La scomparsa , 5 mesi fa, di Jole Santelli, a pochi mesi dalla sua elezione a presidente della Giunta regionale della Calabria, ha assiso sul trono più alto della nomenklatura calabrese Nino Spirlì, vicepresidente scelto dalla Lega con un passato tutto coerentemente a destra, in Forza Italia e in Fratelli d’Italia.

Da quella data Spirlì è divenuto per tutti il Facente Funzione. Le nuove elezioni si dovevano svolgere il 14 febbraio di quest’anno ma, causa Covid, sono state rinviate dal Facente Funzione all’11 di aprile. Qualche giorno fa è stato il Consiglio dei ministri a decidere un nuovo rinvio, collocando la consultazione fra il 15 settembre e il 15 ottobre.

A quel tempo il Facente Funzione avrà guidato la Calabria per un anno intero e giusto nell’arco di tempo che dovrebbe portarci fuori dalla pandemia. Davvero troppo per chi non è stato scelto dai concittadini calabresi e ha già dimostrato di non saper schiodare di un millimetro l’inerzia della disastrata macchina sanitaria regionale.

La Calabria è agli ultimi posti nel piano vaccinale (68,7% di dosi somministrate su quelle ricevute contro una media nazionale del 79,7%) e in questi mesi non ha fatto quasi nulla per potenziare le sue strutture, con i posti letto in terapia intensiva (152) assai lontani dall’obiettivo fissato dal Decreto legge 34/20 (273, vale a dire 0,14 per ogni mille abitanti).

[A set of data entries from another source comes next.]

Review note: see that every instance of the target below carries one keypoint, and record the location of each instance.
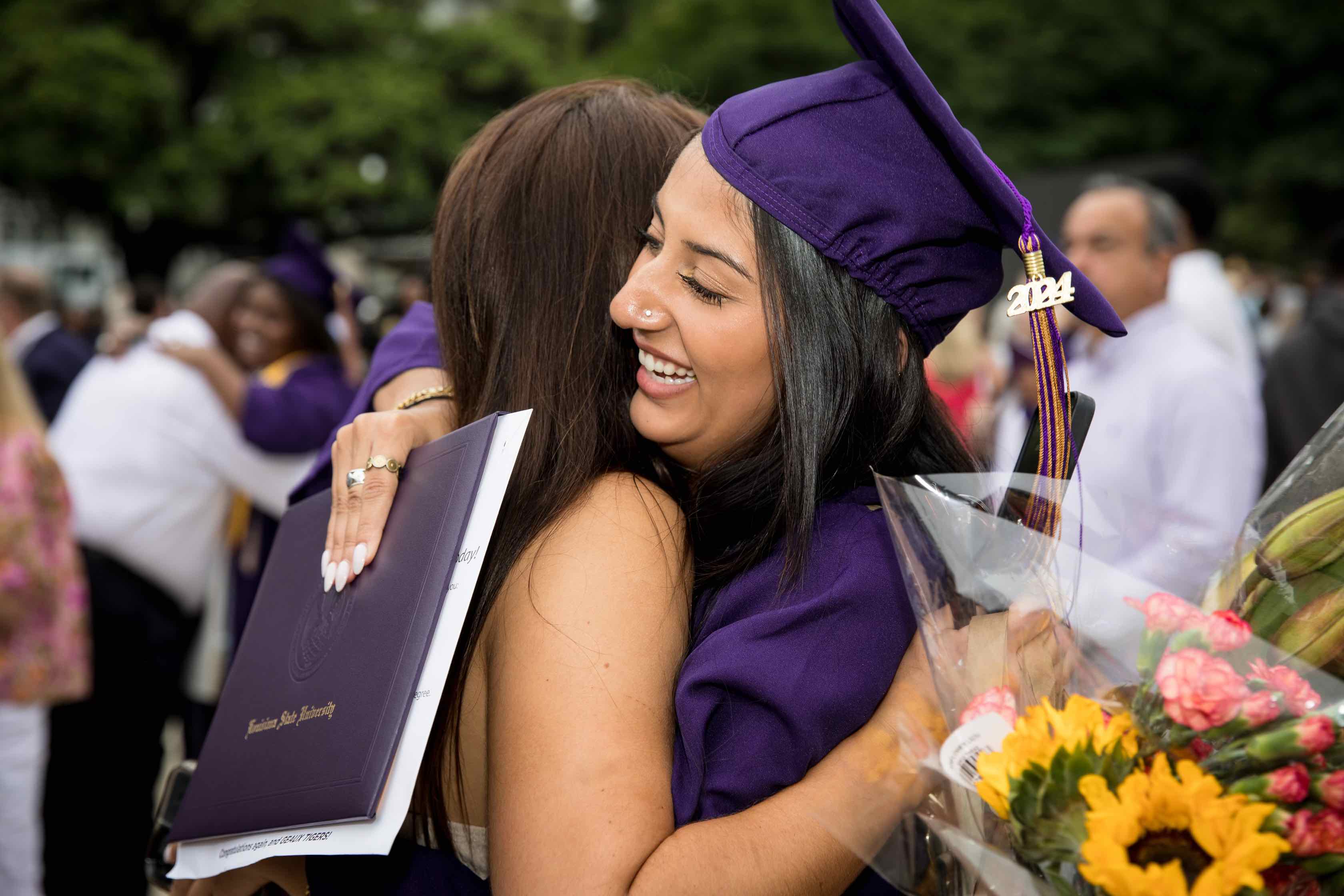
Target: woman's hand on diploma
(288, 872)
(359, 512)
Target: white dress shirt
(27, 334)
(152, 460)
(1199, 289)
(1174, 460)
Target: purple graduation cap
(869, 164)
(302, 265)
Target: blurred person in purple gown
(286, 383)
(154, 460)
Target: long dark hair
(537, 232)
(851, 398)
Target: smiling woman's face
(694, 304)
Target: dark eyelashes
(695, 287)
(648, 240)
(693, 284)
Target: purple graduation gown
(288, 418)
(772, 684)
(295, 417)
(413, 343)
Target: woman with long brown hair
(44, 624)
(550, 769)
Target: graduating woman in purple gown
(802, 257)
(284, 382)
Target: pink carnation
(1167, 613)
(998, 700)
(1299, 696)
(1260, 708)
(1225, 630)
(12, 577)
(1289, 880)
(1201, 691)
(1315, 734)
(1331, 790)
(1289, 785)
(1316, 833)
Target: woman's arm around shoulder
(582, 655)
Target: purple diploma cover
(314, 706)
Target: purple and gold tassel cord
(1057, 441)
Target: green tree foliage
(185, 120)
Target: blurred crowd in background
(209, 199)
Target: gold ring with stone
(384, 462)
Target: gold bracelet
(425, 396)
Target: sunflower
(1159, 832)
(1044, 731)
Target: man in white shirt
(152, 460)
(1198, 288)
(1175, 453)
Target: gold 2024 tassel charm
(1038, 299)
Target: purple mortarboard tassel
(869, 164)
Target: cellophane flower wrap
(1088, 732)
(1287, 576)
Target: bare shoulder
(627, 506)
(617, 559)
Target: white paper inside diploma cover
(209, 858)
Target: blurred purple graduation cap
(869, 164)
(302, 265)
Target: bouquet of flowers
(1101, 737)
(1287, 577)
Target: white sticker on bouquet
(963, 747)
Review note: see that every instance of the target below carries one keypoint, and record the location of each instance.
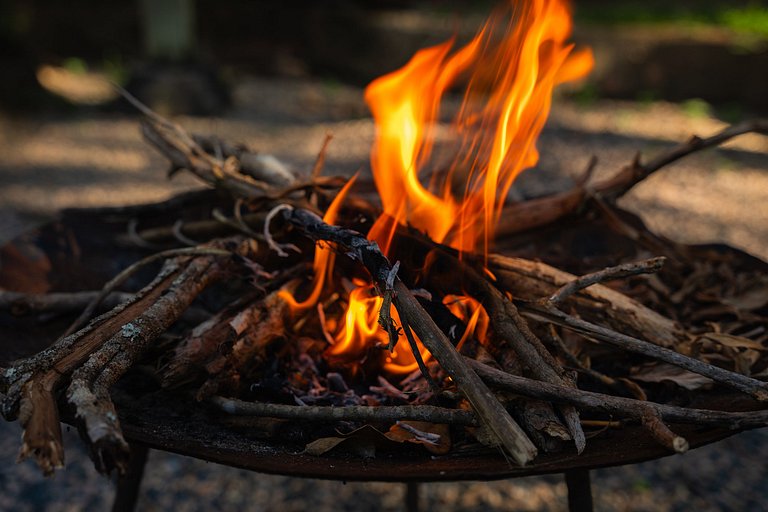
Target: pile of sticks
(523, 392)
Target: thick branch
(57, 302)
(615, 187)
(531, 280)
(753, 387)
(488, 408)
(617, 406)
(607, 274)
(350, 413)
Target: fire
(510, 69)
(508, 72)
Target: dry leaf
(729, 340)
(436, 438)
(363, 441)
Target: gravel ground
(96, 159)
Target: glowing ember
(509, 70)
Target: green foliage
(750, 19)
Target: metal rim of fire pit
(151, 424)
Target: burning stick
(485, 404)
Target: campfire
(415, 308)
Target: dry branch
(532, 280)
(617, 406)
(758, 390)
(56, 302)
(534, 213)
(485, 404)
(511, 328)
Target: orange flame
(507, 100)
(510, 69)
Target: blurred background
(278, 76)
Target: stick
(131, 270)
(615, 187)
(649, 266)
(382, 413)
(90, 383)
(758, 390)
(617, 406)
(488, 408)
(512, 328)
(531, 280)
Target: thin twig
(381, 413)
(131, 270)
(753, 387)
(649, 266)
(617, 406)
(490, 411)
(615, 187)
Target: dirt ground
(94, 158)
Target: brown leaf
(323, 445)
(363, 441)
(729, 340)
(436, 438)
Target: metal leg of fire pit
(579, 490)
(412, 497)
(128, 485)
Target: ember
(415, 332)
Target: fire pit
(320, 351)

Nelle prossime settimane verrà definito il Recovery Plan nazionale verso il quale la Calabria, forse più che ogni altra regione meridionale, considerata la straordinaria gravità della sua crisi socio-economica, sta maturando attese di palingenetica trasformazione. Come pensare che sia il Facente Funzione l’interlocutore del governo nazionale?

Ha ragione Luigi De Magistris a chiedere che si voti almeno la prima domenica utile all’interno della finestra temporale decisa dal governo, cioè il 19 settembre, senza allungare oltre una luogotenenza divenuta abnorme e dannosa. Il candidato venuto dal Nord, dall’antica capitale del Mezzogiorno, può tuttavia spendere bene questa imprevista dilazione. Non nel replicare alle vuote critiche che gli muovono i fautori di un micro-sovranismo che reclamano “calabresità” per la presidenza della Regione.

C’è un altro sovranismo dal quale, invece, De Magistris dovrà smarcarsi se vuole tenere accese le speranze di quella maggioranza assoluta di Calabresi, quasi il 56%, che alle ultime votazioni non si sono neppure presentati alle urne. È quello dei neo-borbonici che vorrebbero contrastare con la medesima formula il progetto disgregante di autonomia differenziata che viene dalle regioni più ricche del Paese o addirittura con la minaccia di secessione del Mezzogiorno dall’Italia.

Su questo punto sarebbe auspicabile una presa di posizione chiara da parte di De Magistris, un no fermo al M24A-ET (Movimento 24 Agosto – Equità Territoriale), la creatura politica di Pino Aprile che esordisce per la prima volta proprio alle elezioni calabresi, e al Partito del Sud fondato da Antonio Ciano che denuncia da anni il “genocidio” del popolo meridionale con oltre un milione di morti (sic!) nel passaggio dalle Due Sicilie alla nuova Italia.

La dichiarata rinuncia a ogni forma di mero revanscismo territoriale sembra, del resto, una condizione imprescindibile se, come sarebbe certo lecito, il candidato venuto dal Nord nutrisse un’ambizione assai più ampia e dopo aver governato Napoli e la Calabria aspirasse a porsi alla testa di un movimento nazionale. I precedenti storici potrebbero confortarlo. I moti rivoluzionari del ’48 contro i regimi assolutisti, in Italia e in Europa, furono preceduti dai moti di Reggio Calabria del 2 settembre 1847 contro la monarchia reazionaria dei Borbone.